In previous years, he has got messages and comments telling them how inspirational they are. Andy’s too modest to admit that, but he does see the difference that the tour makes:
“I’m just a f*cking skier, but people see what you’re doing, and it inspires them. That is the biggest thing I can try to emphasize- inspiration. Inspiring people to do things, to do great things.
“It can pull you out of depression, it can give your life meaning. If you’re stuck in a 9-5, skiing on the weekends can give your life meaning. It’s such an important thing to have in our society. It’s a physical outdoor activity that you share with a peer group. A lot of people find it hard to connect, early in life, later in life, to make friends. It was for me, I had such a hard time as a kid and I had some really severe emotional problems. Sh*t wasn’t easy for me and it’s not easy for a lot of people. Skiing just helped give me so much that I want to give it back.”
Videos, movies, segments, urban parts and competitions, all have their place in skiing. “It's so individually goal-oriented when you’re doing that stuff though. You want to get the shot for your segment, your video part, like that’s the end. It’s just one of those little breadcrumbs to making a lifelong skier. For Khai, Will and LJ to take time out of their season, to go around and just meet kids and talk them, that’s what needs to happen more in skiing.”

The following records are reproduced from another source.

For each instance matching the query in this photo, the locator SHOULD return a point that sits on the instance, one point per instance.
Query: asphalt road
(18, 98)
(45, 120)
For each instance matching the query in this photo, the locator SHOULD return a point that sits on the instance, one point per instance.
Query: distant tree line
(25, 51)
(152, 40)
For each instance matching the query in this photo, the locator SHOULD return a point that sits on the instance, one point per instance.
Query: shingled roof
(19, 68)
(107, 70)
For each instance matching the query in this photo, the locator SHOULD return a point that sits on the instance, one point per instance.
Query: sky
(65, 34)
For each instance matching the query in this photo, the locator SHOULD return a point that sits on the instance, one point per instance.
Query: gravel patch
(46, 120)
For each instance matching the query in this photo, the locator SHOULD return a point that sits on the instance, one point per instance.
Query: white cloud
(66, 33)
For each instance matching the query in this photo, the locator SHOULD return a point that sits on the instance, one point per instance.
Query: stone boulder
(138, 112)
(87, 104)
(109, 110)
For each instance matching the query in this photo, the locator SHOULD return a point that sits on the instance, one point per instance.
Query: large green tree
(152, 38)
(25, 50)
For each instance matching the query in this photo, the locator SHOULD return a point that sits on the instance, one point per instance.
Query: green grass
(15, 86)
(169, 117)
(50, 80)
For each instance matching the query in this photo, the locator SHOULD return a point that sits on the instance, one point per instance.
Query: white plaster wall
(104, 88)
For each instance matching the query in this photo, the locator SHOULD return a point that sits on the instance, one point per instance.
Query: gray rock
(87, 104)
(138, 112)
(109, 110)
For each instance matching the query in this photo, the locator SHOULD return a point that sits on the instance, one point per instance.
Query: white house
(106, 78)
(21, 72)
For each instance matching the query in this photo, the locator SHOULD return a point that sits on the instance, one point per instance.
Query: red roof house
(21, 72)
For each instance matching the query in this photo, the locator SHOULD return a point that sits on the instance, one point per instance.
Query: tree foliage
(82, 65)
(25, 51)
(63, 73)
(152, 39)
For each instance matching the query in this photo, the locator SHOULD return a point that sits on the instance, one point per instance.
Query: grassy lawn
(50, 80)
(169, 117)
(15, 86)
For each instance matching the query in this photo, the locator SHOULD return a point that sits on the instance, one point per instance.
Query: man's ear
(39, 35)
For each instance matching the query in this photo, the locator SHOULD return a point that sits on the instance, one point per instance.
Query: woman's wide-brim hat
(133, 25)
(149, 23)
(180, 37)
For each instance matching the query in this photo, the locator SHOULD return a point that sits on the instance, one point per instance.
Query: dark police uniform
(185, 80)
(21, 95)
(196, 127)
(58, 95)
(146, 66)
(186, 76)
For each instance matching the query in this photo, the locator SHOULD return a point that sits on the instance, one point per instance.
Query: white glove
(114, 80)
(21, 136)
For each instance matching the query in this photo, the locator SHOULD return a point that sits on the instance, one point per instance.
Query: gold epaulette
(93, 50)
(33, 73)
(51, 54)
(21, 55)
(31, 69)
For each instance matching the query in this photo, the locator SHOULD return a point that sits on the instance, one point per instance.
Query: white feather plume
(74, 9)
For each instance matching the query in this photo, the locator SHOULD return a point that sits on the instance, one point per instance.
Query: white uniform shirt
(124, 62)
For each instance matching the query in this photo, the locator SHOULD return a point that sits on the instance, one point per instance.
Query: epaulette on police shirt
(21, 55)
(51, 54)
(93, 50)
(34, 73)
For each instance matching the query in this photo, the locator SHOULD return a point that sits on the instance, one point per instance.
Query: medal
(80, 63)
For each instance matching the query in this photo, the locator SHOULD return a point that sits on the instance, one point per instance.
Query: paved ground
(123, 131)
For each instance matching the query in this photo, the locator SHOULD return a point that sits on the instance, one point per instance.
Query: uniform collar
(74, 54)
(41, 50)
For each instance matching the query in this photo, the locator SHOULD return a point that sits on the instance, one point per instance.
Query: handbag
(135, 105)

Andy is the only guy driving around these ski resorts and doing this, but he’d love to see it happen more:
“Even if it doesn’t happen more, just come on tour with me! Stop hitting an urban rail for one second and come shake a kid’s hand. Then go back to the rail. It is so important to the survival of freeskiing that the tour and stuff happens."
"It’s imperative to keep everything in check. So that everything doesn’t move to a structured, sterile environment, where kids are judged and based on their f*cking points. First of all, that’s not freeskiing and second, that’s not going to make them a lifelong skier."
"A lot of people move out of sport after high school, particularly people who do organized high school sports like basketball, baseball and stuff like that. When they’re in college and later in life, their time’s taken up by other things, it’s hard to put in your time to go to training, go to practice, join a team and all that stuff. You have to have a coach, you have to have a team, you have to be certified, the coach has to be certified. Who has the time?"
Andy's concern is that the same is increasingly true in freeskiing. People are leaving the sport as they get older, which wasn't the case so often in his generation. He puts it down to the following:
"In your leisure time, you want to go do something that’s fun. I want skiing to stay fun. Sitting in a start-gate, when it’s f*cking freezing cold before having throw some insane trick... I know to some people that’s fun but not for most of us. For FIS World Cup events, you have to have a coach with you to even compete in the event in the first place. That is not freeskiing anymore.”
What the Tell A Friend Tour aims to do, is to keep people skiing for the rest of their lives because it’s good for skiing. It’s good for the resorts, it’s good for the ski manufacturers, it’s good for the apparel companies, it’s good for the sponsored athletes, it’s good for everyone.
Skiing gave Andy Parry a purpose, and he just wants to share it with everyone. For him, the goal of the tour is simple:
“Get people skiing, keep them skiing and having fun.”